In April 1112 a young man by the name of Bernard of Fontaine arrived at Citeaux abbey, he brought with him an entourage of individuals seeking acceptance into this new Order. These men included four of his familial brothers, his uncle, and several friends. They sought a simple, spiritual life devoted to the study of the divine and an opportunity to serve humanity and God. Historian Henri Daniel-Rops describes Bernard’s entrance - “[he] experienced that almost indescribable gladness which reaches to the very roots of a man’s being when he has discovered his true calling.” Bernard was the son of Tocellyn de Sorrell, he was born into a middle-ranking aristocratic family, which held sway over an important region of Burgundy, which also had close contacts with the region of Champagne.
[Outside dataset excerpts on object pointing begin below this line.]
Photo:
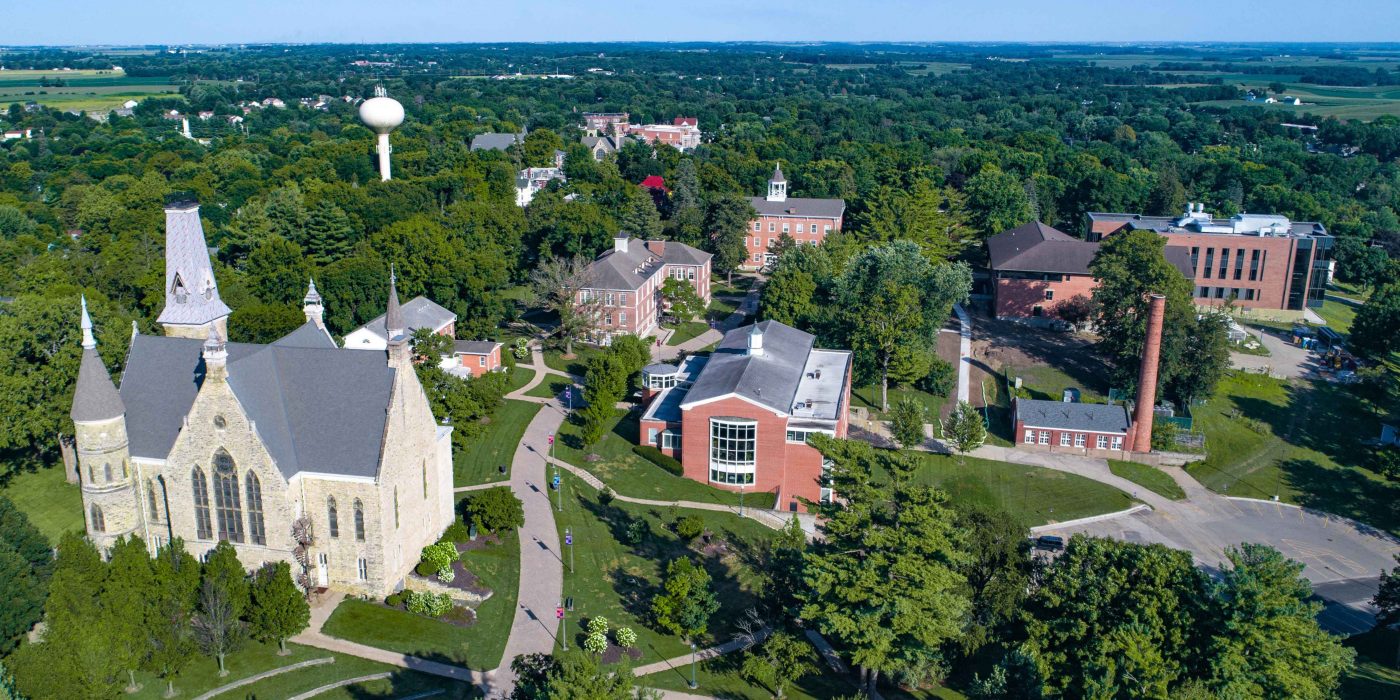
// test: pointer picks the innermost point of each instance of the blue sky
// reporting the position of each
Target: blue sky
(234, 21)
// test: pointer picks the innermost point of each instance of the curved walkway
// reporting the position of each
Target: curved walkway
(1343, 559)
(265, 674)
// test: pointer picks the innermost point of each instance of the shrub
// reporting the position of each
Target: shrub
(438, 556)
(598, 625)
(494, 510)
(597, 643)
(655, 457)
(457, 532)
(689, 527)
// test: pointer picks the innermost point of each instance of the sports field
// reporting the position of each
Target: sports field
(86, 90)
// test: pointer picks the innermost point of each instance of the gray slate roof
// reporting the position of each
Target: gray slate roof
(1098, 417)
(417, 312)
(618, 270)
(770, 378)
(496, 142)
(95, 396)
(800, 207)
(473, 346)
(317, 409)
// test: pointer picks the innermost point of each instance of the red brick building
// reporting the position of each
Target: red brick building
(741, 419)
(1260, 261)
(626, 283)
(1082, 429)
(807, 220)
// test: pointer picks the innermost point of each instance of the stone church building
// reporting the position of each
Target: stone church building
(297, 450)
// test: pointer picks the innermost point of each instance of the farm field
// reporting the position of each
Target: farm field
(86, 90)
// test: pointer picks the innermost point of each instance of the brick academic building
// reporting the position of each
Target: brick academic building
(1260, 261)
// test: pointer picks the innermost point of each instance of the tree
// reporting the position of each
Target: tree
(997, 202)
(683, 303)
(1376, 328)
(126, 599)
(1269, 643)
(965, 427)
(727, 226)
(494, 510)
(779, 662)
(279, 609)
(906, 422)
(1130, 268)
(217, 629)
(686, 599)
(564, 286)
(882, 578)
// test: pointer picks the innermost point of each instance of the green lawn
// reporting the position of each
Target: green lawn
(555, 359)
(618, 581)
(1032, 494)
(688, 332)
(52, 504)
(1337, 315)
(479, 646)
(1148, 478)
(202, 675)
(630, 475)
(868, 398)
(1375, 675)
(1299, 440)
(721, 678)
(494, 447)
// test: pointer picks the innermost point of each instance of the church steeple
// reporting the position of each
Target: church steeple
(192, 304)
(95, 398)
(777, 185)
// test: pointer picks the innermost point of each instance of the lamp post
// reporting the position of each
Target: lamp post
(693, 683)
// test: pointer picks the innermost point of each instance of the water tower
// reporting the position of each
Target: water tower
(382, 114)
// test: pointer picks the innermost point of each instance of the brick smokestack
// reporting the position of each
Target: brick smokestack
(1147, 375)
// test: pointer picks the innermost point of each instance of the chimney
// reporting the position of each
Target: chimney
(1147, 375)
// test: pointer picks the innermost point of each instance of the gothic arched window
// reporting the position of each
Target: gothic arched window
(202, 522)
(154, 501)
(255, 524)
(227, 501)
(332, 517)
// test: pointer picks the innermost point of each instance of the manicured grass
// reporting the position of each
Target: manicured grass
(688, 332)
(1150, 478)
(1299, 440)
(479, 646)
(1032, 494)
(555, 359)
(721, 678)
(1375, 675)
(1337, 315)
(630, 475)
(52, 504)
(619, 581)
(494, 447)
(553, 385)
(868, 396)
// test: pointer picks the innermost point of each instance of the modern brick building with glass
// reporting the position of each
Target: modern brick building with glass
(741, 417)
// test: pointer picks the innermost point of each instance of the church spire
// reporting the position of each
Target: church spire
(95, 398)
(394, 315)
(192, 303)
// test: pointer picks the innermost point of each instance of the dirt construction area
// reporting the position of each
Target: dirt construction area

He appears to have received a good, standard education, at Chatillon-sur-Seine, which fitted him, most probably, for a life in the Church, which, of course, is exactly the direction he eventually took. What does seem evident is that Bernard was bright, inquisitive, and most certainly an accomplished organiser that possessed a charisma few could deny. The ascetic principals observed at this new abbey must have been music to the young Bernard's ears; only too aware of his potential weaknesses, this regime prevented exposure to any temptation, he later recalled his novice year at Citeaux - “For the sake of Christ . . . all that is beautiful in sight and sound and scent we monks have left behind.” and “I used in those days, to gather and set up in my heart a sheaf made of our Lord’s sufferings, His agony and all His bitterness of soul.” Bernard of Clairvaux; Bernard the mellifluous, through his presence and brilliance quickly became the driving force of this new monastic order and under his influence, the abbey at Citeaux was soon too small for this ever-growing community seeking ”the high road of supreme progress towards heaven”. In 1115 Bernard founded the first of many daughter houses across Europe, at Clairvaux, Ville-sous-la-Ferté, Champagne.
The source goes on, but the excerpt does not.